いやまあ、言わんとすることはわかるんだが……
それはそれと、土産というフレーズで思うところがあった。
「そういえばさ、明日は自由行動って予定なんだよ」
もちろん滞在中はこの街の支部で依頼をこなすつもり。けれど――のんびりと街を見て回ることでわかるものもある。そんな先輩たちのアドバイスで決めたこと。

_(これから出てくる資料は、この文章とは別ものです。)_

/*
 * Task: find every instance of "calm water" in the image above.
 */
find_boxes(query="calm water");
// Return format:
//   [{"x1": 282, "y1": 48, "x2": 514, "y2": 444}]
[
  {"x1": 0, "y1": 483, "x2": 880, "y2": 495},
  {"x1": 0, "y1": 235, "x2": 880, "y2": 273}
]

「それでだ、お前に土産のひとつもと思うんだが……何かリクエストってあるか?」
『お土産?そうだねぇ……』
数秒の間が開き、
『君にお任せするよ』
返って来たのは、一見するともっともらしくもあり、俺としては一番困る答え。
「いや、大雑把にでもいいからさ。食い物がいいとか、飾り物系だとか、実用品だとか」
せめてジャンルだけでも指定が入れば、それだけ――
『まあ、私から指定した方が君も楽だってのはわかるよ?』
見抜かれていたらしい。
『けどさ……私は、君がプレゼントしてくれるんだったら、何もらっても喜べる自信があるの』
そして間髪入れずに殺し文句をぶち込んでくれやがる。
『それにね』
その声に、愉快そうな色が混じり、
『君は私のことが大好きだからさ。大好きな私の期待は絶対に裏切ったりしないの』
「……プレッシャーをかけられてる気がするんだがな」
『うん。そのつもりだし』
「おい……」
本当にこいつは……。それでも、へしょげられるよりはマシなんだろうけど……
『まあそんなわけだからさ。アズ君は私のための何を選んでくれるのかな?って、私はそんなワクワク感を楽しみながら待つことにするよ』
「……いいご趣味をお持ちで」
『でしょ?』
「楽しみにしてろ。ギャフンと言わせてやるよ」
『あはは、奇麗に首を洗って待ってるから』
「それじゃあ……お休み、クーラ」
『うん。アズ君もお休みなさい』
「本当に、俺はどれだけクーラに溺れさせられているのやら……」
ひとりになってボヤくのはそんなこと。クーラの言葉をパクるなら、深刻なクーラ不足は解消されてたってことなんだろう。心はすっかり軽くなっていた。
「……寒いな」
夜の潮風が冷たい。
クーラの言葉じゃないけど、これで風邪をひくのもつまらない。思うところはいろいろとあるが、今日のところはさっさと身体を休めることにしよう。
立ちあがり、軽く身体をほぐしながらで見上げれば、そこにあるのはいい月夜。
クーラも同じ景色を見ているんだろうかな?
サラリとそんな発想が出てくるあたり、クーラによる俺の教育は順調に進んでいるらしかった。